In geostatistics, the variogram and the covariogram are two fundamental tools for measuring spatial dependence.
In theoretical statistics (using the true population mean \(\mu\)), they are strict mathematical inverses of each other. However, in applied data analysis (using the sample mean \(\bar{Y}\) and finite datasets), this strict inverse relationship breaks down.
This document explains exactly why this happens, both algebraically and numerically.
Let \(Y(s)\) be a stationary spatial process.
The theoretical variogram is defined as: \[ \gamma(t) = \frac{1}{2} E\left[(Y(s_i) - Y(s_j))^2\right] \]
The theoretical covariogram is defined as: \[ C(t) = E\left[(Y(s_i) - \mu)(Y(s_j) - \mu)\right] \] where \(\mu\) is the true population mean.
If we expand the variogram:
\[ \begin{aligned} \gamma(t) &= \frac{1}{2} E\left[(Y(s_i) - \mu - (Y(s_j) - \mu))^2\right] \\ &= \frac{1}{2} E\left[(Y(s_i) - \mu)^2 + (Y(s_j) - \mu)^2 - 2(Y(s_i) - \mu)(Y(s_j) - \mu)\right] \\ &= \frac{1}{2} \left( C(0) + C(0) - 2C(t) \right) \\ &= C(0) - C(t) \end{aligned} \]
Rearranging gives the theoretical inverse: \[ \boxed{C(t) = C(0) - \gamma(t)} \]
In theory, if you know the variogram and the total variance \(C(0)\), you can perfectly recover the covariogram. They are mirror images of each other.
When working with real data, we do not know \(\mu\). We must estimate it using the sample mean \(\bar{Y}\).
Our empirical variogram is calculated as:
\[ \hat{\gamma}(t_k) = \frac{1}{2N_k} \sum_{(s_i,s_j) \in N(t_k)} (Y(s_i) - Y(s_j))^2 \]

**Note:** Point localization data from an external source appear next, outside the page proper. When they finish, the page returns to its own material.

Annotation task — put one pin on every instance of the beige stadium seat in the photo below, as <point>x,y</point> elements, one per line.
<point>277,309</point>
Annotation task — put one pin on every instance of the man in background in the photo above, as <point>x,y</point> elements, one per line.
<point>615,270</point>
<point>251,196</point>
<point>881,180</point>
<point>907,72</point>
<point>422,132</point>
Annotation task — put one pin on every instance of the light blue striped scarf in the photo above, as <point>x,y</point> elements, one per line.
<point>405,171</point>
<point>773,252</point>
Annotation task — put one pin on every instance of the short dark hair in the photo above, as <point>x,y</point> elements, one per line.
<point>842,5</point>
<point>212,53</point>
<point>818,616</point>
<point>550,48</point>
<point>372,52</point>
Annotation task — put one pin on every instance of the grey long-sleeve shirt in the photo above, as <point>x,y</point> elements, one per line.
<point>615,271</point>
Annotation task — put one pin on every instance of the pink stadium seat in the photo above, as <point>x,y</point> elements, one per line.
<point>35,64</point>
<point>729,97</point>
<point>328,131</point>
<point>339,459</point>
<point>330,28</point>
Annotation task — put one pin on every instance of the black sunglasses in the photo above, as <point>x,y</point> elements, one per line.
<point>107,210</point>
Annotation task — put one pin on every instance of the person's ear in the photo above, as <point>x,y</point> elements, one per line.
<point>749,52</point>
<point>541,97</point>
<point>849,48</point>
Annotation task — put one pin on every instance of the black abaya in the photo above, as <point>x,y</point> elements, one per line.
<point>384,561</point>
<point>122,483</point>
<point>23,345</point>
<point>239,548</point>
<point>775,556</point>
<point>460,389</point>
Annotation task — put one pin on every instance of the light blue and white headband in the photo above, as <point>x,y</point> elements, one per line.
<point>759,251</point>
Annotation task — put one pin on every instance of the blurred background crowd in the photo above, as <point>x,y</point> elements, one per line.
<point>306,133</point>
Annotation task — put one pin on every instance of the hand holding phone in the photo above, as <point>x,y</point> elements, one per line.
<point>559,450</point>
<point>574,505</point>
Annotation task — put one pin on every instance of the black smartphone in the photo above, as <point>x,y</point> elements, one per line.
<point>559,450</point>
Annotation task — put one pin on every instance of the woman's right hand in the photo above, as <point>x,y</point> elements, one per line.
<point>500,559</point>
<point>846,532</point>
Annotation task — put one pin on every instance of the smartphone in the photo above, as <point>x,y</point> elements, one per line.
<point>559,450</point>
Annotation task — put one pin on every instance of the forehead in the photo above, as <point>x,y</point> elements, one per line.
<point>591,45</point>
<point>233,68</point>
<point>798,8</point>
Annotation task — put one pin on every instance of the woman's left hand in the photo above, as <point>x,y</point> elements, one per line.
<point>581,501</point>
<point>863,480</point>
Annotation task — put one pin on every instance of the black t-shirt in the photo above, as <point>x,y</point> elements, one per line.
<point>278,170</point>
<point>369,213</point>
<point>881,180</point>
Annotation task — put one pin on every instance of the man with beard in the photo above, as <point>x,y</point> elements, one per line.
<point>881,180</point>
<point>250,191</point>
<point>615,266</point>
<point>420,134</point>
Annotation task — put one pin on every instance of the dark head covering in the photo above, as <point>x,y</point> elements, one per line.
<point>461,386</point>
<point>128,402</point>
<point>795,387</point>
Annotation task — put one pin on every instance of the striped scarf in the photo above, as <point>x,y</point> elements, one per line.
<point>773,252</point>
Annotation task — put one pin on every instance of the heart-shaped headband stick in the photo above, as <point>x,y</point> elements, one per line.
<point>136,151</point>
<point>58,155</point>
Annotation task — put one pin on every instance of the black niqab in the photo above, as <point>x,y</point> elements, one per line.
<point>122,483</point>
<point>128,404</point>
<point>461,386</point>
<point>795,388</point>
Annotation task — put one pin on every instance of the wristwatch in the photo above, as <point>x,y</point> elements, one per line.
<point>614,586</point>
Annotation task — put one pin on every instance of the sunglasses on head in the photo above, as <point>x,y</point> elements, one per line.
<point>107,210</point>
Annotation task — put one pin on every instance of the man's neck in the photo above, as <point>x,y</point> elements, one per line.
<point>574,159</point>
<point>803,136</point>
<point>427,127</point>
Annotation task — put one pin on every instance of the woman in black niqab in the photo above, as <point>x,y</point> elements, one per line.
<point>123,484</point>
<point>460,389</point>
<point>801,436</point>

Our empirical covariogram is calculated as:
\[ \hat{C}(t_k) = \frac{1}{N_k} \sum_{(s_i,s_j) \in N(t_k)} (Y(s_i) - \bar{Y})(Y(s_j) - \bar{Y}) \]
Where: - \(t_k\) is the lag distance for bin \(k\) - \(N_k\) is the number of pairs in bin \(k\) - \(\bar{Y}\) is the sample mean
If we expand the empirical variogram using \(\bar{Y}\):
\[ \begin{aligned} \hat{\gamma}(t_k) &= \frac{1}{2N_k} \sum \left( [Y(s_i) - \bar{Y}] - [Y(s_j) - \bar{Y}] \right)^2 \\ &= \frac{1}{2N_k} \sum \left( (Y(s_i) - \bar{Y})^2 + (Y(s_j) - \bar{Y})^2 - 2(Y(s_i) - \bar{Y})(Y(s_j) - \bar{Y}) \right) \\ &= \hat{C}_{biased}(0) - \hat{C}(t_k) \end{aligned} \]
Notice that this equation strictly uses \(\hat{C}_{biased}(0)\), which is the sample variance divided by \(N\) (not \(N-1\)):
\[ \hat{C}_{biased}(0) = \frac{1}{N} \sum_{i=1}^N (Y(s_i) - \bar{Y})^2 \]
To get the empirical inverse, you would need to compute:
\[ \hat{C}(t_k) = \hat{C}(0) - \hat{\gamma}(t_k) \]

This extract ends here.